These cars are often "reconstructed" vehicles, a Frankenstein'ish welded together combination of sections of multiple identical model cars, each of which were involved in serious collisions, and creating a whole car.
Despite what most people think, not all "salvage" cars are reconstructed. Some were stolen and recovered in good physical condition. Some experience other serious events that causes an insurance company to pay its owners the insurance valued amount at some point. However, the most treacherous "salvage" vehicle to avoid is the reconstructed one. It may become the love of a car buyer's life, and all may seem good and right to the buyer for days, weeks, months or years. But if and when the car is involved in a collision, the multiple welds means that the structure is not able to properly absorb the crash impact to protect the car's occupants. As a result, many reconstructed vehicles will buckle twist or even break apart in a crash, putting every occupant at serious risk of physical harm or death.
When everything seems a bit "too right", don't assume that everything is right or for that matter, wrong; There's always some lucky joker to beat the odds and win a big lotto pot; your luck may let you score an extraordinary deal on an underpriced car. Just don't rush or act impulsively, which are common causes of many car buying victims' woes.

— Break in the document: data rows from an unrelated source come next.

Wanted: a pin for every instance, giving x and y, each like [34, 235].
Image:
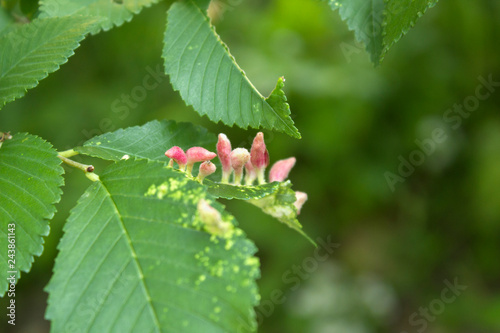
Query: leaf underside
[280, 206]
[112, 12]
[30, 181]
[29, 52]
[204, 72]
[134, 262]
[380, 23]
[149, 141]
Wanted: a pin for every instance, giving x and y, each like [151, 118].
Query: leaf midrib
[3, 75]
[245, 78]
[134, 257]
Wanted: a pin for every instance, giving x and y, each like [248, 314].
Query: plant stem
[68, 153]
[88, 169]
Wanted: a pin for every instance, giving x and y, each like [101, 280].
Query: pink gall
[177, 154]
[301, 198]
[250, 174]
[197, 154]
[239, 157]
[280, 170]
[259, 156]
[206, 169]
[224, 152]
[259, 153]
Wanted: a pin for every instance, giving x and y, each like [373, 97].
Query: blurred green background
[396, 248]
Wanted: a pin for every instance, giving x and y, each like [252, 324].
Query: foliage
[137, 253]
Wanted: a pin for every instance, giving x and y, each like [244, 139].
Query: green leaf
[5, 19]
[29, 52]
[401, 16]
[365, 18]
[228, 191]
[208, 78]
[113, 12]
[149, 141]
[135, 257]
[30, 181]
[380, 23]
[280, 206]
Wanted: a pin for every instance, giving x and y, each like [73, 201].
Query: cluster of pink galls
[234, 161]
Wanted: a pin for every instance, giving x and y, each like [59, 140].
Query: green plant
[148, 248]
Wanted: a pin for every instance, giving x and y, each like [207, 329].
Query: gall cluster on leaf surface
[236, 161]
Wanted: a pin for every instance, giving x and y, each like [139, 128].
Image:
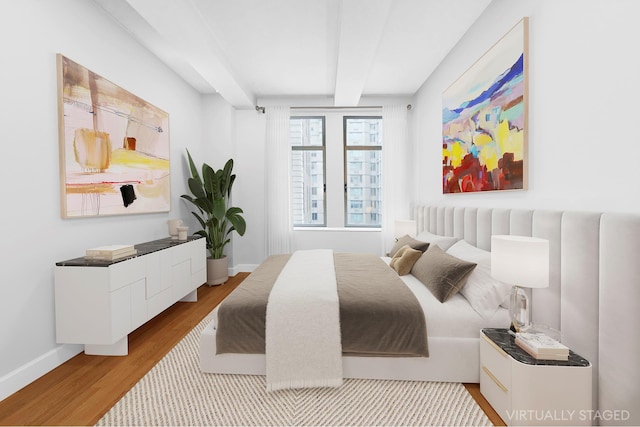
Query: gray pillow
[404, 259]
[408, 240]
[443, 274]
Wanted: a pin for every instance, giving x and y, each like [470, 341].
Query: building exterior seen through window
[361, 165]
[363, 161]
[307, 171]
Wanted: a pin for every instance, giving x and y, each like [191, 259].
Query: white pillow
[444, 242]
[484, 293]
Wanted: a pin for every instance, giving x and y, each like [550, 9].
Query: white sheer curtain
[396, 170]
[277, 182]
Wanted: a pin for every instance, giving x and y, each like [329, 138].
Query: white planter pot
[217, 271]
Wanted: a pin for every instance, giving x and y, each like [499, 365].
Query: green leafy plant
[210, 194]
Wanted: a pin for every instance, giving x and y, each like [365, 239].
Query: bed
[452, 329]
[593, 299]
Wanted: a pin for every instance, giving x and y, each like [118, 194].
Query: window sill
[344, 229]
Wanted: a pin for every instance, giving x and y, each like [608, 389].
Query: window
[336, 170]
[363, 157]
[307, 170]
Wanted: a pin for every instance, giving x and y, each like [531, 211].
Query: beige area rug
[175, 393]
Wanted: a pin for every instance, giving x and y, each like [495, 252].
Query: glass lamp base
[518, 309]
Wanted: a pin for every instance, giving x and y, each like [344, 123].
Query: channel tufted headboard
[594, 292]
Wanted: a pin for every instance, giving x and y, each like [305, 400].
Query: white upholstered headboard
[594, 291]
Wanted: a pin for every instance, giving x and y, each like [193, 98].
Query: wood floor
[82, 390]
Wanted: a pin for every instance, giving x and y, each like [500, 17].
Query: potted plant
[210, 194]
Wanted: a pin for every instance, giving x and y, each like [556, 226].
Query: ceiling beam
[362, 24]
[177, 34]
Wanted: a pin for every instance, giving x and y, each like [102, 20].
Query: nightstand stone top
[503, 339]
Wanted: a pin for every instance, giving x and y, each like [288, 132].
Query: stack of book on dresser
[542, 346]
[110, 252]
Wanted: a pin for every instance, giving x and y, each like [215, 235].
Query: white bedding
[453, 330]
[454, 318]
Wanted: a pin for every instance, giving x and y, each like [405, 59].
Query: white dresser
[98, 303]
[526, 391]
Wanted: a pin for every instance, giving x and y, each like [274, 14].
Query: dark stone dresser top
[143, 249]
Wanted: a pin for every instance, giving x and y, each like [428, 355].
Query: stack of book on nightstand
[110, 252]
[542, 346]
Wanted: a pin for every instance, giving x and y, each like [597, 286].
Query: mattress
[452, 319]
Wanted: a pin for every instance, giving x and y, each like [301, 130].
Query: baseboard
[242, 268]
[26, 374]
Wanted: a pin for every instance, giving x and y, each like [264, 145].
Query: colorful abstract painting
[484, 120]
[114, 147]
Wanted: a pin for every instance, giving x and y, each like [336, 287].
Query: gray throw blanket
[379, 315]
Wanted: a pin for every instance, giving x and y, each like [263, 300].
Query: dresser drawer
[498, 396]
[496, 361]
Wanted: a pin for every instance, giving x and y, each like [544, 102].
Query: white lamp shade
[519, 260]
[402, 227]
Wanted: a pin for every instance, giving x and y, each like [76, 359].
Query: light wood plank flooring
[82, 390]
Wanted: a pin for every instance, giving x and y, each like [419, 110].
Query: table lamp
[523, 262]
[402, 227]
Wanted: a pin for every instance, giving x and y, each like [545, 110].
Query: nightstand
[527, 391]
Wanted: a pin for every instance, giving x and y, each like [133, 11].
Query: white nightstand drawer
[495, 392]
[496, 361]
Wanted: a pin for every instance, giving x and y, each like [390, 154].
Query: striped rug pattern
[176, 393]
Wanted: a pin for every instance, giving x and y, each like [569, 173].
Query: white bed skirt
[450, 360]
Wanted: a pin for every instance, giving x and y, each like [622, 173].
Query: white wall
[34, 236]
[584, 150]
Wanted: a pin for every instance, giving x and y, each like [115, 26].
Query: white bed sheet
[454, 318]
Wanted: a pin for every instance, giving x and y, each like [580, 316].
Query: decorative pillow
[408, 240]
[442, 273]
[444, 242]
[484, 293]
[404, 259]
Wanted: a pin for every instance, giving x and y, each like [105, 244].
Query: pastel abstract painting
[484, 120]
[114, 147]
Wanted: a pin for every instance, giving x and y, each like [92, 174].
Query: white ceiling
[338, 49]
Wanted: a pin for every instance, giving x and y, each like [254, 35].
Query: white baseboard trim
[26, 374]
[242, 268]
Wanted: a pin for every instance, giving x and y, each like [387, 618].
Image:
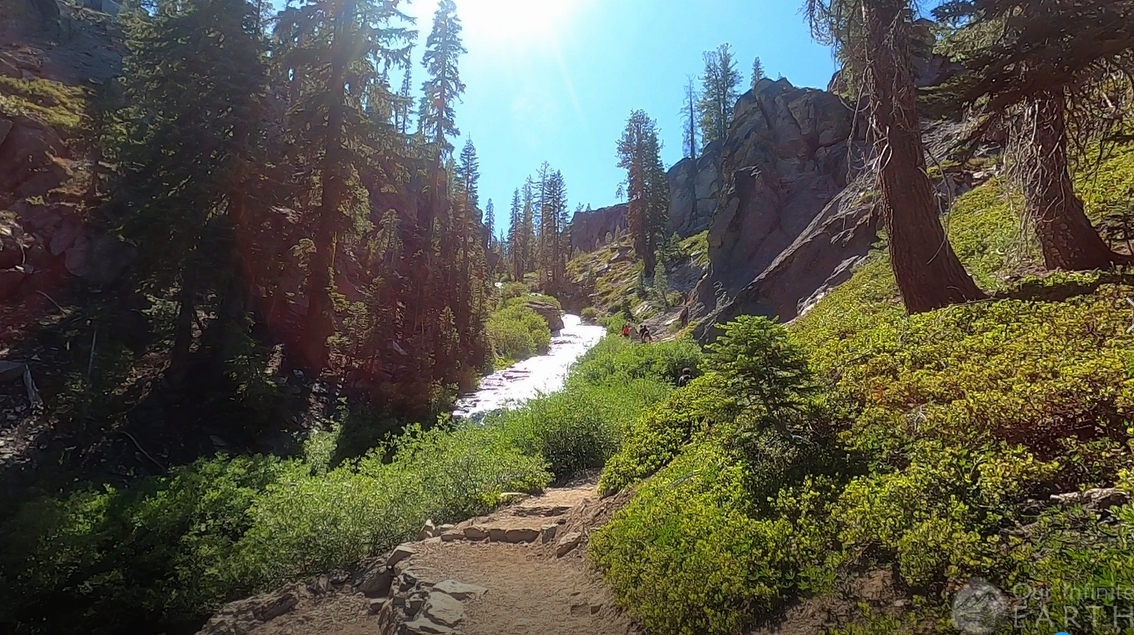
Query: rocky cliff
[694, 186]
[786, 222]
[590, 229]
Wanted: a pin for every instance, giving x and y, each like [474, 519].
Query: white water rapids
[532, 377]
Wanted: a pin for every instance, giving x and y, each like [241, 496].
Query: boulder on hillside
[694, 185]
[549, 312]
[590, 229]
[781, 228]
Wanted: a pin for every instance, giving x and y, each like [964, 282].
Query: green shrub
[164, 553]
[514, 290]
[517, 332]
[685, 557]
[616, 358]
[443, 475]
[652, 440]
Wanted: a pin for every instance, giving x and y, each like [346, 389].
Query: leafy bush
[581, 426]
[517, 332]
[514, 290]
[578, 428]
[652, 440]
[170, 550]
[684, 555]
[617, 360]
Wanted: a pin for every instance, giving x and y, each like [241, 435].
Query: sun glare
[514, 19]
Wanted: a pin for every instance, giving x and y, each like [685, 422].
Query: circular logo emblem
[978, 608]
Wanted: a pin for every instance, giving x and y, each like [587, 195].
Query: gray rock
[458, 590]
[549, 312]
[567, 543]
[375, 582]
[240, 617]
[475, 533]
[590, 229]
[377, 604]
[399, 553]
[422, 626]
[1098, 499]
[443, 609]
[521, 535]
[785, 220]
[694, 186]
[548, 533]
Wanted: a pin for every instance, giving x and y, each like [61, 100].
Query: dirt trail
[531, 586]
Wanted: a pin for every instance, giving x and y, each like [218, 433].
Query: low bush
[513, 290]
[170, 550]
[517, 332]
[653, 439]
[685, 556]
[578, 428]
[617, 360]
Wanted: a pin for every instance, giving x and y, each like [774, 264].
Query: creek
[533, 377]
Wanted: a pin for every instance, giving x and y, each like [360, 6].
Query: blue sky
[556, 79]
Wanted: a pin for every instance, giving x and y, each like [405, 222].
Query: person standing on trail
[685, 379]
[644, 333]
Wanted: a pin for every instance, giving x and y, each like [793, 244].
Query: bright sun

For me, someone whose negotiated more car deals in a week than most negotiate in a lifetime, my policy is that the next time I'll rush into a car deal is if when find an $80,000 Porsche cabrio offered for $500 by a spurned spouse trying to get her pound of flesh.

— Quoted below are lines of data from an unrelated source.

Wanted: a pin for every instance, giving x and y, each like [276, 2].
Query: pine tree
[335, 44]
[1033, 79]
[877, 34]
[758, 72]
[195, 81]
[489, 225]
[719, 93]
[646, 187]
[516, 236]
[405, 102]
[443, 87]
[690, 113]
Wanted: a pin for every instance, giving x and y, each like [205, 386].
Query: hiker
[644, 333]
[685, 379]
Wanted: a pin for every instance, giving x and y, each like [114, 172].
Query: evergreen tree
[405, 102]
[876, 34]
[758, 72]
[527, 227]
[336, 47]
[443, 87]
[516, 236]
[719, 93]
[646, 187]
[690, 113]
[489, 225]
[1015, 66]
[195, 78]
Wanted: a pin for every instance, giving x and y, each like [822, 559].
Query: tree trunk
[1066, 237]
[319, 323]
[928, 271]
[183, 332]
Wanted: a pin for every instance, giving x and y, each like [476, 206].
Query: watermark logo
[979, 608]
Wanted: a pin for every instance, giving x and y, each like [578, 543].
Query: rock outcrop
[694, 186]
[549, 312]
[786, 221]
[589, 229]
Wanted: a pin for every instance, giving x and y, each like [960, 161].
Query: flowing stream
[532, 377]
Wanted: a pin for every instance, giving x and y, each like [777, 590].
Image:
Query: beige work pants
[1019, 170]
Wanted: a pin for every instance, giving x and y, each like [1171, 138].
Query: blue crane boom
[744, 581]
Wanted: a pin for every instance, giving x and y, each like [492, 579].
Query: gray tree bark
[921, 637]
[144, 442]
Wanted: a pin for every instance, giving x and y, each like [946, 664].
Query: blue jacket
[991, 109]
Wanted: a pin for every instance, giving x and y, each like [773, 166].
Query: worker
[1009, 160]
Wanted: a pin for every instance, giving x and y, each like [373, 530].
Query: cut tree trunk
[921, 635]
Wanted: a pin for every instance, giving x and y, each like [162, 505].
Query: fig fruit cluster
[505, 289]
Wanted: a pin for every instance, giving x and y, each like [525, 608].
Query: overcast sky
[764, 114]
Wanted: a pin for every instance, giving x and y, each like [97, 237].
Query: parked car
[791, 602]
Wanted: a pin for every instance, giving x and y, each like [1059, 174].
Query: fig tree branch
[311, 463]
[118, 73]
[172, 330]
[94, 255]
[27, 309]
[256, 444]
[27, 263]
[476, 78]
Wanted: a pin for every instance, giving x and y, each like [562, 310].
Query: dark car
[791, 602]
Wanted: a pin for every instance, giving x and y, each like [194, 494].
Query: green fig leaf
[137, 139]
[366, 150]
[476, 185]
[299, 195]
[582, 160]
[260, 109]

You have a nose to smell food before eating, a tongue to taste before swallowing, and a mind that should give you a funny feeling when something seems a little be better than you ever expected. Use those abilities to check out any deal carefullly whether or not there are asterisks in an advertisement. And if you want to buy a car, always put the car through a complete and thorough mechanical and structural inspection by a tech who knows what he/she is doing, that you had paid to tell you the truth.